Die Drenai-Saga 2 - Der Schattenprinz
ehemalige Räuber, die ihren Lebensunterhalt bestritten, indem sie vagrisches Gebiet durchstreiften und Vieh und Pferde stahlen, um sie in den Tälern weiter östlich zu verkaufen.
Turs war jung und voller Feuer. Sein Bruder und zwei seiner Schwestern waren bei jenem Überfall getötet worden, der Rayvan zur Rebellin gemacht hatte. Thorn war älter, zäh wie Leder und hager wie ein Wolf. Die Skodamänner respektierten die beiden und lauschten schweigend, wenn sie sprachen.
Es war Thorn, der am siebten Tag nach Tenakas Abreise die Neuigkeiten des Herolds überbrachte.
Ananais erkundete die östlichen Hänge des Berges Carduil, als Thorn ihn fand. Er ritt mit Thorn so schnell er konnte nach Osten.
Die Pferde waren schweißbedeckt, als Ananais endlich das Tal der Dämmerung erreichte, wo Decado und sechs der Dreißig ihn erwarteten. Um sie versammelt waren etwa zweihundert Skodakrieger, die die Ebene beobachteten.
Ananais kletterte auf einen vorspringenden Felsen. Unter ihm befanden sich sechshundert Krieger, die das Rot von Delnoch trugen. Auf einem weißen Pferd in ihrer Mitte saß ein älterer Mann in hellblauen Kleidern. Sein Bart war lang und weiß. Ananais erkannte ihn und grinste säuerlich.
»Wer ist das?« fragte Thorn.
»Breight. Sie nennen ihn den Überlebenskünstler. Es überrascht mich nicht – er ist seit über vierzig Jahren Ratgeber.«
»Er muß Ceskas Mann sein«, meinte Thorn.
»Er ist niemandes Mann, aber eine gute Wahl, ihn zu schicken, denn er ist Diplomat und Patrizier. Er könnte dir erzählen, daß Wölfe Eier legen, und du würdest ihm glauben.«
»Sollten wir nicht Rayvan holen?«
»Nein. Ich werde mit ihm reden.«
In diesem Augenblick ritten sechs Männer an die Seite des alten Ratgebers. Ihre Mäntel und Rüstungen waren schwarz. Als Ananais ihrem Blick begegnete, gefror das Blut in seinen Adern zu Eis.

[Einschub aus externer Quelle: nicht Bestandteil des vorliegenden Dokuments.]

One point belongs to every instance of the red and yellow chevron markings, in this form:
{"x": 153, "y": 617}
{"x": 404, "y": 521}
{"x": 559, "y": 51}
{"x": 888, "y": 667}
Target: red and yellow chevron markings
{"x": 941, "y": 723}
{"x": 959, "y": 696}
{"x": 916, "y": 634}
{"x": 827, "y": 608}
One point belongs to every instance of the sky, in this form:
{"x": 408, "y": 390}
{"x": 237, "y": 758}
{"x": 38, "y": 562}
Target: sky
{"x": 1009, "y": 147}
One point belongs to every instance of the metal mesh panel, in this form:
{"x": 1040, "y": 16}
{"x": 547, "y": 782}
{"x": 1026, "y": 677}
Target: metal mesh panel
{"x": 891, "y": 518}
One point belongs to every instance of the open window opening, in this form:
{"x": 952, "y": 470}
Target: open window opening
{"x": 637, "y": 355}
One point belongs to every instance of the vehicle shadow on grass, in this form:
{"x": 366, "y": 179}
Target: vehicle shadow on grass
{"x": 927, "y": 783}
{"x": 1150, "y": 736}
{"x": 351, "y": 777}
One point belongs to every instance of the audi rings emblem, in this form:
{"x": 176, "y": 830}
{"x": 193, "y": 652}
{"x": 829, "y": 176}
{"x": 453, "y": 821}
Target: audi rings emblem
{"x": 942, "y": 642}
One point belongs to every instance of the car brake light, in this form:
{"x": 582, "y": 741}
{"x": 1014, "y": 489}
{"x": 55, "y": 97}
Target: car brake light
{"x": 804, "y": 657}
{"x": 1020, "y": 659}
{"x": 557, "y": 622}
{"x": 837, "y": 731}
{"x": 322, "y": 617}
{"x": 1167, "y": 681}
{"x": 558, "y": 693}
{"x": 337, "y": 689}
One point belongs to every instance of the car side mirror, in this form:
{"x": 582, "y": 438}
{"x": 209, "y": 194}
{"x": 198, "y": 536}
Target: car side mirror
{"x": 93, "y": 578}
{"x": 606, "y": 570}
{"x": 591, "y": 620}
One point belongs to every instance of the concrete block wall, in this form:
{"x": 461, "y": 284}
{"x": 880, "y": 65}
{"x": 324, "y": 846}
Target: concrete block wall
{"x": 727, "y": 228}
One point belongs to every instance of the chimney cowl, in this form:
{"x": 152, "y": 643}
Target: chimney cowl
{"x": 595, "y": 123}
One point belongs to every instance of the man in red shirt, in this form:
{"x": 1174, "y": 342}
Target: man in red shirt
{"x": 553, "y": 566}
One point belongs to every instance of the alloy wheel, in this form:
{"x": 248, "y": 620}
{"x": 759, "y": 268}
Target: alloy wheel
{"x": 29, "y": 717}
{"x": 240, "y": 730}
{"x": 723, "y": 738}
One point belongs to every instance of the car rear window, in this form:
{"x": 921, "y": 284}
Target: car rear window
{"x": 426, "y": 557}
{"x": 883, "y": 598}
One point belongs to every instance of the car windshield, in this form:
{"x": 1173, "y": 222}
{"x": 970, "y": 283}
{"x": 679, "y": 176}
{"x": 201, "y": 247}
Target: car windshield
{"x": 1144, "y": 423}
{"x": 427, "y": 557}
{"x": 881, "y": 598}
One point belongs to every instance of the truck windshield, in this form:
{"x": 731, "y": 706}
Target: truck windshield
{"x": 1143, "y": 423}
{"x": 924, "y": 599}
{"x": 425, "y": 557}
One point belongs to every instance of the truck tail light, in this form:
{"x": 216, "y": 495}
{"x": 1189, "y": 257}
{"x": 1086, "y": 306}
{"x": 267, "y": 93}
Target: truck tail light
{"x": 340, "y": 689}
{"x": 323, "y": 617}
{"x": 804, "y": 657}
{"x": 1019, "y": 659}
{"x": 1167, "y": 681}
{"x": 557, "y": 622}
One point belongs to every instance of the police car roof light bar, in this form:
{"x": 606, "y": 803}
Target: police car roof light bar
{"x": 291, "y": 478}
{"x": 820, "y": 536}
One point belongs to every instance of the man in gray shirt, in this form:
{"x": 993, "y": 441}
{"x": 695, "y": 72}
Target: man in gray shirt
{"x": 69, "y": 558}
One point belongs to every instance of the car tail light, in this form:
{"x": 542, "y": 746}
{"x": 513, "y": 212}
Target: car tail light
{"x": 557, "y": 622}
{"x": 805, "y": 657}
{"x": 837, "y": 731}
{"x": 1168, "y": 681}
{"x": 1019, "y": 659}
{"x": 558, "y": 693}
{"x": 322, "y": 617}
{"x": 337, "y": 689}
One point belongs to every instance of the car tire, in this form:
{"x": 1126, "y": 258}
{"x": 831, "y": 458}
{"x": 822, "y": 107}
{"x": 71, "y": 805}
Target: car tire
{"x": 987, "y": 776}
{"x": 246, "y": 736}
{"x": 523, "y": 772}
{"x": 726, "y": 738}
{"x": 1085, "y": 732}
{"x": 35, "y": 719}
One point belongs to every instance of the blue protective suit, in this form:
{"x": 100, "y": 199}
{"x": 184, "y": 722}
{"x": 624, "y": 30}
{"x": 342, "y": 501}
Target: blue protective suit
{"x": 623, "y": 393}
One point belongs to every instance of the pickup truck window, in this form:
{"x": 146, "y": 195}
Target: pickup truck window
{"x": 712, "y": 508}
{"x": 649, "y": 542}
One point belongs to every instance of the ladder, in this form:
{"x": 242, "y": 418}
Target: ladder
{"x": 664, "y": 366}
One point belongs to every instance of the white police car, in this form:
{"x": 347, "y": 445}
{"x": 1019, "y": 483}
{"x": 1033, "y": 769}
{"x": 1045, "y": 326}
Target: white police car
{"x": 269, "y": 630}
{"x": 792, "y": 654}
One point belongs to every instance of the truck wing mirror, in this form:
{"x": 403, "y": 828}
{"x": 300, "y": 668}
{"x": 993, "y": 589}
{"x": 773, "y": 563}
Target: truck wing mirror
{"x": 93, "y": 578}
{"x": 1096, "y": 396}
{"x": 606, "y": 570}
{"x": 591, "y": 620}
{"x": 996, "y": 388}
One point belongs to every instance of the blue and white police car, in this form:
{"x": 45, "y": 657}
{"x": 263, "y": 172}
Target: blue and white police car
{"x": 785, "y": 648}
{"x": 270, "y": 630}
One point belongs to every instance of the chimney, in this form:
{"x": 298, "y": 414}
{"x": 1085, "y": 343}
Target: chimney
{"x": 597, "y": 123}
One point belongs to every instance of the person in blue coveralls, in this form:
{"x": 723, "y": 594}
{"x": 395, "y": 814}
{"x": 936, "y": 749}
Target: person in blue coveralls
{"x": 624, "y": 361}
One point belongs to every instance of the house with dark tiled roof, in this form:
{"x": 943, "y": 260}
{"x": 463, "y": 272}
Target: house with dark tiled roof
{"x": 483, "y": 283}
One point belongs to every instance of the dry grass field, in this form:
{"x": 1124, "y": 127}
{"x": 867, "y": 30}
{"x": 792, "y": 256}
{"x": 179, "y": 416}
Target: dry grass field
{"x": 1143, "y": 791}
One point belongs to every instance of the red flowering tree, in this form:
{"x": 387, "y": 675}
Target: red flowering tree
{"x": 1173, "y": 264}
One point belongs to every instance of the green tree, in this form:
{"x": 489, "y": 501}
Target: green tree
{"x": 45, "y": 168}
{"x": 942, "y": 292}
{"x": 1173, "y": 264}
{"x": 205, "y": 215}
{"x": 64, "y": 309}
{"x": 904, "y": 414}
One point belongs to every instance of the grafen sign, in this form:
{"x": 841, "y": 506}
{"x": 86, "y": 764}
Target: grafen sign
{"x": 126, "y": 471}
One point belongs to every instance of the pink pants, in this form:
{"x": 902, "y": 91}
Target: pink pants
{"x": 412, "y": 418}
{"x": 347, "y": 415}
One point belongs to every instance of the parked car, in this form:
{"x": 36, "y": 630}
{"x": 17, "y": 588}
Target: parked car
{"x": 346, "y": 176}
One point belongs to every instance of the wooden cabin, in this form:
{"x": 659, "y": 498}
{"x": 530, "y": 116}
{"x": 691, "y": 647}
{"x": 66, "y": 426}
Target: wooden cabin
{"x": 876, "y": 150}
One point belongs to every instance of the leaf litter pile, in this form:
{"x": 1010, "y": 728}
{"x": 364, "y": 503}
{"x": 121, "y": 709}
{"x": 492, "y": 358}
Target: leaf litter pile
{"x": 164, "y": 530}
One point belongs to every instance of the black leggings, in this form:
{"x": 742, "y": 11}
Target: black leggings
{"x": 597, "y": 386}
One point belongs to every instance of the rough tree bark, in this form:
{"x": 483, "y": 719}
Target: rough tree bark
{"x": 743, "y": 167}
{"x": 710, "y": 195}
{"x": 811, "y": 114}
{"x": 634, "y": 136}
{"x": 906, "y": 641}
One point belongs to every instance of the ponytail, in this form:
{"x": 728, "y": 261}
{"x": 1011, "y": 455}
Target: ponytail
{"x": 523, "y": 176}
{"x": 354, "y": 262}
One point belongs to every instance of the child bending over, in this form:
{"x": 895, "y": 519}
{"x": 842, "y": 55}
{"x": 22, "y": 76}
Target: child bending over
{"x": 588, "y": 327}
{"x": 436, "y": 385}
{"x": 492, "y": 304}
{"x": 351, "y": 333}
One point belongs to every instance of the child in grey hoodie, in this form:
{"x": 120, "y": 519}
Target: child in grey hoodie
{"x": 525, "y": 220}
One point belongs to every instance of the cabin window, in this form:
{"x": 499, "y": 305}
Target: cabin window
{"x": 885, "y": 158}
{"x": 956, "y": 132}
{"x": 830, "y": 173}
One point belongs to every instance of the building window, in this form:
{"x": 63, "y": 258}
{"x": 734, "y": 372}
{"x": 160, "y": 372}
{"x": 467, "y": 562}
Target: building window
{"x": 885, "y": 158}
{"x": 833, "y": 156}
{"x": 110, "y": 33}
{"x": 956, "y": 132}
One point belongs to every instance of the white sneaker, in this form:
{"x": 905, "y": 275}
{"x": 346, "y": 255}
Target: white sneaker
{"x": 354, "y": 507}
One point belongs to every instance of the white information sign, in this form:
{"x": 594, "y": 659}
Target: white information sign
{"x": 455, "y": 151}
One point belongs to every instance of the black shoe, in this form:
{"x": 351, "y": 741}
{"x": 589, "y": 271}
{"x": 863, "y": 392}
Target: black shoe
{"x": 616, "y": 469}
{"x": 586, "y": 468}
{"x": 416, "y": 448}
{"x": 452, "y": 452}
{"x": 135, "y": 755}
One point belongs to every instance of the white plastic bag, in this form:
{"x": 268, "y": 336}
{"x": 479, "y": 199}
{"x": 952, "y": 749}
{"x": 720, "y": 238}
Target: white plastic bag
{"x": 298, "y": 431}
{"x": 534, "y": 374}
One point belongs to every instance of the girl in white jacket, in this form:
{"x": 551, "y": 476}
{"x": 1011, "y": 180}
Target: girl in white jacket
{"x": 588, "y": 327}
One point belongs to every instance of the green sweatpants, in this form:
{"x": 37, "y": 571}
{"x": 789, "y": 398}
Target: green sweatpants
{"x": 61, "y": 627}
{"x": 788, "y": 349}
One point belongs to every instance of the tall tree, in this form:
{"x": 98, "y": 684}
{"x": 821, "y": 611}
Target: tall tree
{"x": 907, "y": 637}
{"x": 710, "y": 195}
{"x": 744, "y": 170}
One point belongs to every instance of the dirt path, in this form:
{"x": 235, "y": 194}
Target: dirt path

»Decado!« rief er, als die Angst ihn packte. Sofort hüllte die Wärme der Freundschaft ihn ein, als Decado und seine sechs Krieger die Macht ihres Geistes einsetzten, um ihn zu schützen.
Wütend brüllte Ananais Breight an, näherzukommen. Der alte Mann zögerte, doch einer der Templer beugte sich zu ihm hinüber, und er gab seinem Pferd die Sporen und ritt ungeschickt den steilen Hang hinauf.
»Das ist weit genug!« sagte Ananais und ging auf ihn zu.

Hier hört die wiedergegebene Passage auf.